Mr. Hockney, of all artists, might be sympathetic to biography because it plays such a key role in his own work. Although he came of age during the heyday of abstract painting, with its quest for higher truths, he favored an approach that was transparently down-to-earth and diaristic. Over the years, he has painted charismatic and often touching portraits of his friends, his parents and even his pet dachshunds.

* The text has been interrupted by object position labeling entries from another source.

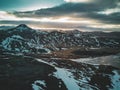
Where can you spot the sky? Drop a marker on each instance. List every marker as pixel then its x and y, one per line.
pixel 84 15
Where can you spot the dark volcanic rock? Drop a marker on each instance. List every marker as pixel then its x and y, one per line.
pixel 19 73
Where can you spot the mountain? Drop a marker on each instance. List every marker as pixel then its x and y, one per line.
pixel 24 39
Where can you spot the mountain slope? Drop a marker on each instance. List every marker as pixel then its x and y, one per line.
pixel 27 40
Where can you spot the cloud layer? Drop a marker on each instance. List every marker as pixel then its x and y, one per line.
pixel 97 15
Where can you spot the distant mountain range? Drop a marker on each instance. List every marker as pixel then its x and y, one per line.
pixel 24 39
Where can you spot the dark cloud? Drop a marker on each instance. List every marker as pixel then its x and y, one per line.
pixel 88 10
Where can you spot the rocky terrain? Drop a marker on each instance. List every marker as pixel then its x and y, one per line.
pixel 23 39
pixel 58 60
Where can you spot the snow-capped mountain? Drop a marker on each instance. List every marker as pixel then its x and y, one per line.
pixel 27 40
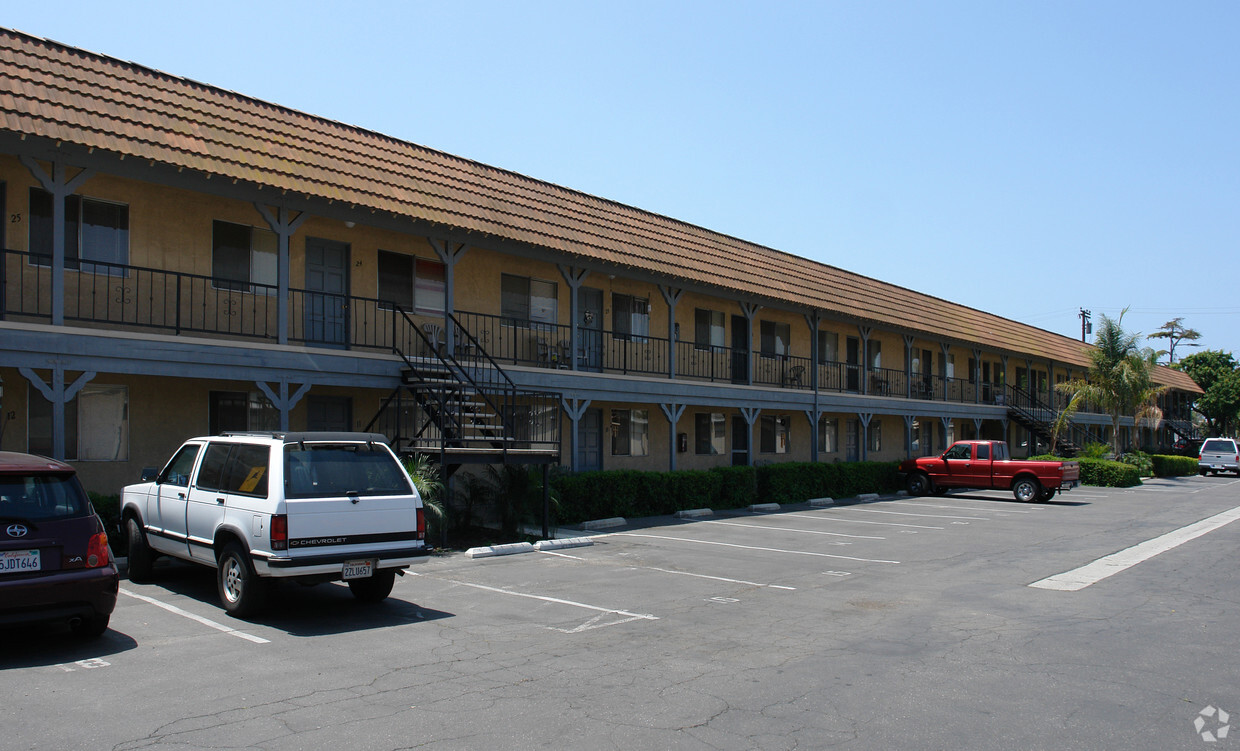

This in itself turned out to be prophetic. Many of his contemporaries held biography in contempt, arguing in earnest that art remains unshaped by the ebb and flow of everyday experience. “Art comes out of art,” as Lee Krasner liked to say, in the hope, perhaps, that her churning gestural abstractions would be appreciated on their own terms and not disappear into anecdotes about her marriage to Jackson Pollock.

These days, however, when so much contemporary art is conceived as a direct expression of identity — whether racial, sexual or ethnic — the autobiographical roots of art have never been more clear. It does not diminish any work of art to say that the particularities of an artist’s lived experience are mixed in there somewhere, and it can be illuminating to try and understand them — even in fictional form.

Deborah Solomon, a critic and biographer, is writing a (nonfictional) biography of Jasper Johns.